- Korherr in 1978
- Born: 30 October 1903 Regensburg, German Empire
- Died: 24 November 1989 (aged 86) Braunschweig, West Germany
- Occupation: Statistician
- Known for: The Korherr Report

= Richard Korherr =

Economist from Germany (1903–1989)

Dr. Richard Korherr (30 October 1903 – 24 November 1989) was a professional statistician in Nazi Germany, and chief inspector of the statistical bureau of the SS during World War II. Korherr eventually held the rank of SS-Sturmbannführer.

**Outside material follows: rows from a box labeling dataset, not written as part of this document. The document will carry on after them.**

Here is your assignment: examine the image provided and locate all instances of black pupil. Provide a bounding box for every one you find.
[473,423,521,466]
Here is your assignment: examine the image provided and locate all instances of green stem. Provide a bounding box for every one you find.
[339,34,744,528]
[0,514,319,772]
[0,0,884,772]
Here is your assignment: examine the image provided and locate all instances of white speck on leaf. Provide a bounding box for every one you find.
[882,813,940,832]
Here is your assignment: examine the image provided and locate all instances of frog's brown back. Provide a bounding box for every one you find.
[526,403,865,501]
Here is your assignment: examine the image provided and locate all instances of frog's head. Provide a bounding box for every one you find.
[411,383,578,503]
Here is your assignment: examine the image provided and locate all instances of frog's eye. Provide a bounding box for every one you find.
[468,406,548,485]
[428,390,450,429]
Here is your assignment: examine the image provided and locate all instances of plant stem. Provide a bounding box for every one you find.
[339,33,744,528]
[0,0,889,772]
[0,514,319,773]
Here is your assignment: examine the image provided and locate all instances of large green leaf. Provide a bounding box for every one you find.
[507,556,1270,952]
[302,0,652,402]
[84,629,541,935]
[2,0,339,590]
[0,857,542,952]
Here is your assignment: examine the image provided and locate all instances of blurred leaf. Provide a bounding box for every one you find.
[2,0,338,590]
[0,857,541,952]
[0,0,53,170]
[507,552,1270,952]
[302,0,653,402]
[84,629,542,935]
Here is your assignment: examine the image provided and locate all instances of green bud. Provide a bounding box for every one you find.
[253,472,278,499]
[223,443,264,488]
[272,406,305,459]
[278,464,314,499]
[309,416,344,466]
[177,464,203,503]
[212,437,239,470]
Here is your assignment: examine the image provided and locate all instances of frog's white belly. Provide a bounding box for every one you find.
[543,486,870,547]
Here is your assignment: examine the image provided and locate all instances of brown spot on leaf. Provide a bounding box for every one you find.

Korherr received his doctorate in 1926 and worked for the Reich Statistical Office before Hitler's rise to power. He served as chairman of the Bavarian anti-separatist Reich und Heimat Committee in 1930–1933, and became member of the Catholic Bavarian People's Party. On 1 January 1934 his department was taken over by the Bavarian Statistical Office, and he was transferred there. In 1935–1940 Korherr was Director of the Statistical Office of the city of Würzburg. Following the invasion of Poland at the onset of World War II, on 9 December 1940 Himmler brought Korherr to Reichsführer-SS office, to study the progress of resettlement for him. Korherr's incredible problems with the SS began only when the German advance on the Russian front had been halted, resulting in the most damning statistic often attributed to him.

==Korherr Report==
During World War II Korherr was commissioned by Heinrich Himmler to calculate the number of Jews in Europe subject to "special treatment" (Sonderbehandlung, an SS code name for mass murder) from 1937 to December 1942. Korherr completed his Korherr Report in January 1943 and handed it over to SS-Obersturmbannfuhrer Dr. Rudolf Brandt on the 23 March of that year. It was a 16-page document on the progress of the Holocaust as reflected in the dwindling numbers of Jews in Germany and German-occupied Europe. It included a seven-page supplement about the deportations in the first three months of 1943. The report was released under the title Die Endlösung der Judenfrage (the Final Solution to the Jewish Question). Korherr calculated that the number had fallen by 4 million, of whom 1,274,166 victims were delivered to camps for 'special treatment'. The exacting number of 1,274,166 Jews appeared in the Telegram sent by SS-Sturmbannführer Hermann Höfle on 11 January 1943 suggesting that both of them used data collected by the German Transport Authority. Himmler returned the document to its author and demanded a more innocuous word in place of the Sonderbehandlung to divert and obscure the crimes. Korherr replaced the phrase with Durchgeschleust suggesting that the quoted numbers of Jews had "passed through" the so-called Durchgangslager (transit camps). A summary of his report was delivered to Adolf Hitler by Brandt.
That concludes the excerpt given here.